Всеволод расспрашивал сегодня о какой-то своей чепухе, которая не давала ему покоя. О том, нормально ли видеть присутствие Бога в цифровой реальности? Сам он мог якобы привести десятки и даже сотни примеров, которые чисто математическим способом подтверждали бы невозможность случайных цифровых комбинаций. И в том-то вопрос – для него, для Всеволода, – что в каждом примере всегда присутствовало что-то личное, вовсе не случайное. И от противоречивого ощущения, от смеси объективного с личным, субъективным, всё становилось неожиданно запутанным.



– А так и бывает. Каждый находит свои подтверждения, свои доказательства, – вздыхая, поправлял подопечного о. Михаил. – Доказательств-то тоже несметное множество. Вот так…

Ему вдруг думалось и о своих увлечениях молодости, когда еще получалось боготворить искусство, его возможности, прошлое его и историю, когда так легко удавалось абсолютизировать неабсолютное, потому что мир казался и непостижимым, и восхитительным из-за одной своей сводимости к зримым или угадываемым пропорциям и почему-то именно от этого представал глазам еще более многообещающим, обнадеживающим, как бы больше тебе принадлежащим. Множество множеств, вся эта «фрактальность» – сначала это восхищает, потом отпугивает, а позднее… Позднее сходит всё к однообразию, к равнодушию. Потому что перестаешь понимать, что же для тебя всё-таки лучше. А заодно и перестаешь понимать себя самого.

Всё это казалось сегодня настолько наивным в сопоставлении с реальным миром, с неисчерпаемой бездной таких же вариаций, которые переполняли мир, и даже одного отдельно взятого человека, душу его, его природу и судьбу, со всей невероятной непредвиденностью всех ее возможных и часто неотвратимых поворотов, что и сравнивать-то казалось не с чем.

– Многообразие приводит к единообразию, – объяснял батюшка, сидя на скамье. – Но это единобразие другого типа, другого масштаба. Так устроена жизнь. В ней всё кругами. Но давно, видимо, выровнялось единообразием. Хотя человек, в силу ограниченности своей жизни, кажется периодичным, ступенчатым. Так легче примерять мир на себя, наделять его подобием себя самого. Даже Богу хочется иногда приписать это подобие. Так Он ближе вроде, понятнее, роднее. – Батюшка взял себя за колени. – Про подобия я пошутил. Это вещи несовместимые, – сказал он. – Или ты не понял?

– Понял… Понял, – заверил Всеволод и улыбался.

– Жалуются на тебя.

– На меня? Кто?

– Да есть кому… Питаться-то ты совсем перестал?

– Нет, почему…

– Худой… Ты на себя смотришь иногда? Ограничивать себя – не значит морить голодом. Я тебе уже говорил.

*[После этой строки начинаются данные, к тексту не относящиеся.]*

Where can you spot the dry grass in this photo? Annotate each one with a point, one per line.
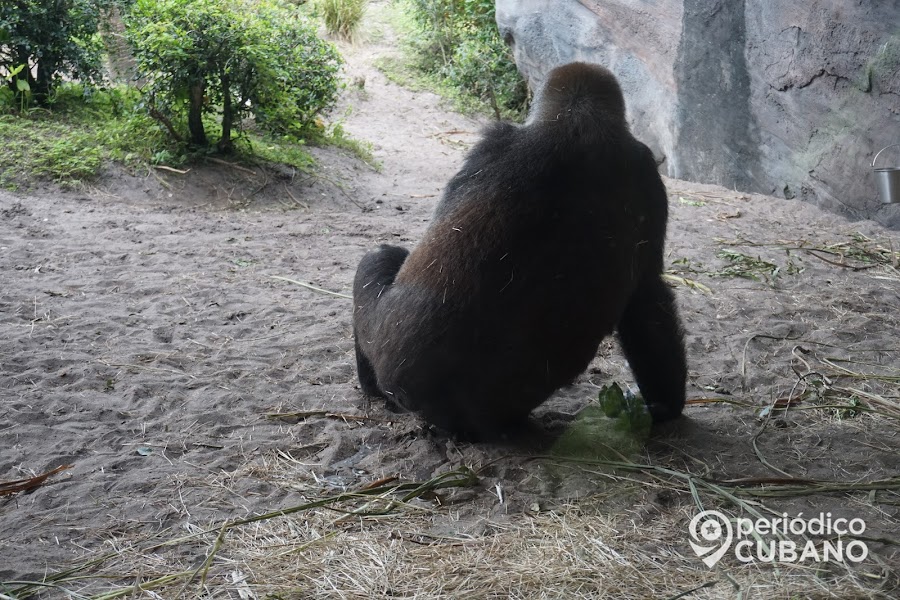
(414, 541)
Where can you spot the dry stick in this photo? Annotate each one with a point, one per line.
(812, 252)
(305, 414)
(232, 165)
(311, 287)
(173, 170)
(7, 488)
(460, 477)
(687, 593)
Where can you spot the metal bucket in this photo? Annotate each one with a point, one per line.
(888, 180)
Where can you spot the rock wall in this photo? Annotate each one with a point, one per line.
(779, 97)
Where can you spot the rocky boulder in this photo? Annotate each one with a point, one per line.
(786, 98)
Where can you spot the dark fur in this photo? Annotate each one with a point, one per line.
(549, 238)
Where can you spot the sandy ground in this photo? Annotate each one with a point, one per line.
(144, 341)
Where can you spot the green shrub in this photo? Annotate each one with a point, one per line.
(46, 40)
(236, 58)
(459, 42)
(342, 17)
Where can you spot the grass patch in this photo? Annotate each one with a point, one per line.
(415, 68)
(342, 17)
(84, 130)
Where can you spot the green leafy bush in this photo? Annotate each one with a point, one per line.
(342, 17)
(231, 57)
(43, 41)
(458, 41)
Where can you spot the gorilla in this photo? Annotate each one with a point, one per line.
(549, 239)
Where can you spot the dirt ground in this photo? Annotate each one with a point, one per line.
(145, 342)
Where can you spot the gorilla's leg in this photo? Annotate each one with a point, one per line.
(653, 342)
(376, 272)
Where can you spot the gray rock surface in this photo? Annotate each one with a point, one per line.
(780, 97)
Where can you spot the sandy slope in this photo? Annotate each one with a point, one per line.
(144, 341)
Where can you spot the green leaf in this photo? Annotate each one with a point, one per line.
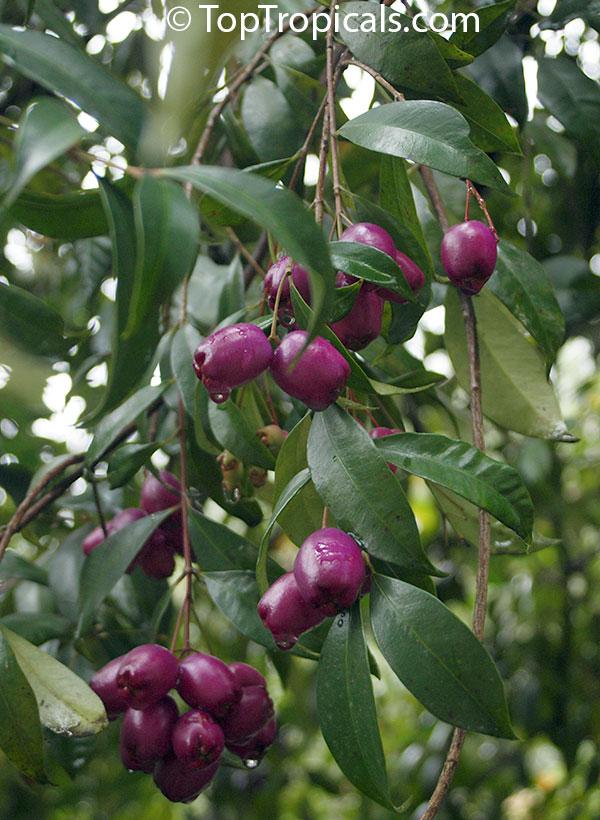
(66, 216)
(372, 265)
(304, 513)
(573, 99)
(428, 132)
(66, 703)
(524, 287)
(38, 627)
(515, 393)
(409, 59)
(363, 494)
(131, 355)
(168, 232)
(438, 658)
(13, 566)
(290, 491)
(64, 70)
(281, 213)
(20, 730)
(107, 562)
(46, 131)
(235, 434)
(30, 324)
(346, 707)
(112, 425)
(491, 25)
(489, 484)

– Да кто вам сказал, что я…

– Сам вижу, не слепой. Ты что ел на завтрак?

– Ну гречку…

– Гречку. И всё?

– Ну пост же.

– Посмотри, чем у нас в трапезной кормят. В пост, как ты говоришь. Почему со всеми не ходишь обедать?

– Так это же для тех, кто работает здесь.

– А ты не работаешь?.. Ладно, завтра ты опять здесь? Чтобы пришел со всеми…

В июне, в первые теплые дни, Том повез гостя, к матери приехавшего на побывку, порыбачить с катера. Небольшой катамаран с рулевой стойкой и мощным двигателем он держал на вечном хранении у знакомых в бывшем рыбацком поселке.

Рыбы не наловили, погода выдалась неподходящая. Зато наглотались йодистой свежести океана, до одурения покачались на волнах Кельтского моря, плавно-тяжелый, темноватый вид которого Тому напоминал всегда что-то печальное из детства тех времен, когда скончался отец, а мать болела, и опекунская служба отправила его с братом в приморский интернат для малоимущих, где они и провели почти два года.

После рыбалки три дня гостили у дяди под Мэллоу, шлялись по городу. Но больше всего гость, как и его мать, радовался поездкам на велосипедах по окрестностям – в солнечный день, с корзиной для пикника, с остановками в местных сельских церквушках. Такими Том и привык видеть всех русских. Русские казались ему людьми городскими.

С городом, с самим урбанизмом они умели поддерживать какие-то простые и ясные отношения. Но в душе всегда оставались привязанными к земле, к природе, как исконные сельские жители.

На приезде сына жены в гости Том настоял сам, хотя жена отговаривала его от трат, от никчемной суеты, – так ей казалось. Она считала, что лучше опять съездить в Россию, лето предстояло еще длинное. А осень бывала на Клязьме особенно красивой.